Diagrammatic algebra: On the road to category theory

Aryan Ghobadi gives a maths lecture at a zoo


Image: Highways Agency, CC BY 2.0

As trends go, diagrammatic algebra has taken mathematics by storm. Appearing in papers on computer science, pure mathematics and theoretical physics, the concept has expanded well beyond its birthplace, the theory of Hopf algebras. Some use these diagrams to depict difficult processes in quantum mechanics; others use them to model grammar in the English language! In algebra, such diagrams provide a platform to prove difficult ring theoretic statements by simple pictures.

As an algebraist, I’d like to present you with a down-to-earth introduction to the world of diagrammatic algebra, by diagrammatising a rather simple structure: namely, the set of natural numbers! At the end, I will allude to the connections between these diagrams and the exciting world of higher and monoidal categories.

Now—imagine yourself in a lecture room, with many others as excited about diagrams as you (yes?!), plus a cranky audience member, who isn’t a fan of category theory, in the front row:

What we would like to draw today is the process of multiplication for the natural numbers. In its essence, multiplication, $\times$, takes two natural numbers, say 2 and 3, and produces another natural number…

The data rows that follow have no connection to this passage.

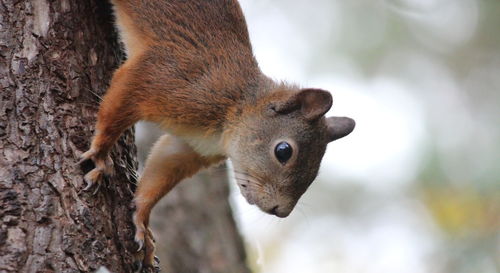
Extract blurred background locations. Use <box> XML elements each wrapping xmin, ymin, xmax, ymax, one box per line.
<box><xmin>232</xmin><ymin>0</ymin><xmax>500</xmax><ymax>273</ymax></box>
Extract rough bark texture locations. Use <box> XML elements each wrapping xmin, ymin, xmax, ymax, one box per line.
<box><xmin>0</xmin><ymin>0</ymin><xmax>136</xmax><ymax>272</ymax></box>
<box><xmin>0</xmin><ymin>0</ymin><xmax>250</xmax><ymax>272</ymax></box>
<box><xmin>151</xmin><ymin>166</ymin><xmax>250</xmax><ymax>273</ymax></box>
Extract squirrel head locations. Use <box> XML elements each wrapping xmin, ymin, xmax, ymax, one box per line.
<box><xmin>227</xmin><ymin>88</ymin><xmax>355</xmax><ymax>217</ymax></box>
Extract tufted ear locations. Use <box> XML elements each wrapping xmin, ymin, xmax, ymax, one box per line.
<box><xmin>326</xmin><ymin>117</ymin><xmax>356</xmax><ymax>141</ymax></box>
<box><xmin>273</xmin><ymin>89</ymin><xmax>332</xmax><ymax>121</ymax></box>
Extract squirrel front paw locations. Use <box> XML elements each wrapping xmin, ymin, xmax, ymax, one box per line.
<box><xmin>78</xmin><ymin>148</ymin><xmax>114</xmax><ymax>194</ymax></box>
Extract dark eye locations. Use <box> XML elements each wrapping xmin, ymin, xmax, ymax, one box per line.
<box><xmin>274</xmin><ymin>141</ymin><xmax>293</xmax><ymax>163</ymax></box>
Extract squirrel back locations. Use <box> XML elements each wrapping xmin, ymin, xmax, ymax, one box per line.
<box><xmin>81</xmin><ymin>0</ymin><xmax>355</xmax><ymax>265</ymax></box>
<box><xmin>113</xmin><ymin>0</ymin><xmax>266</xmax><ymax>132</ymax></box>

Because it takes two elements and produces just one, multiplication is formally called a binary operation: we can say it is a function $m:\mathbb{N}\times\mathbb{N}\to\mathbb{N}$, where, for example, $m(2,3)=6$.

We will keep this $m$ notation for natural number multiplication to avoid confusion with the so-called product of two sets $A$ and $B$, which is the set of all possible pairs from $A$ and $B$ and is denoted by
\[A \times B = \{(a,b) : a \in A, \, b \in B\}\]

Now we draw (reading diagrams from top to bottom):

Multiplication, $m$, can really be thought of as a ‘meta-road’: it’s a one-way road with two entry lanes, both departing from two cities whose cars correspond to natural numbers, and one exit lane leading to natural-number-land again.
We call our roads ‘meta’ because two cars, 2 and 3, enter the lanes at the same time, possibly colliding in the middle, passing through time and space, and a brand new car, 6, exits into the city.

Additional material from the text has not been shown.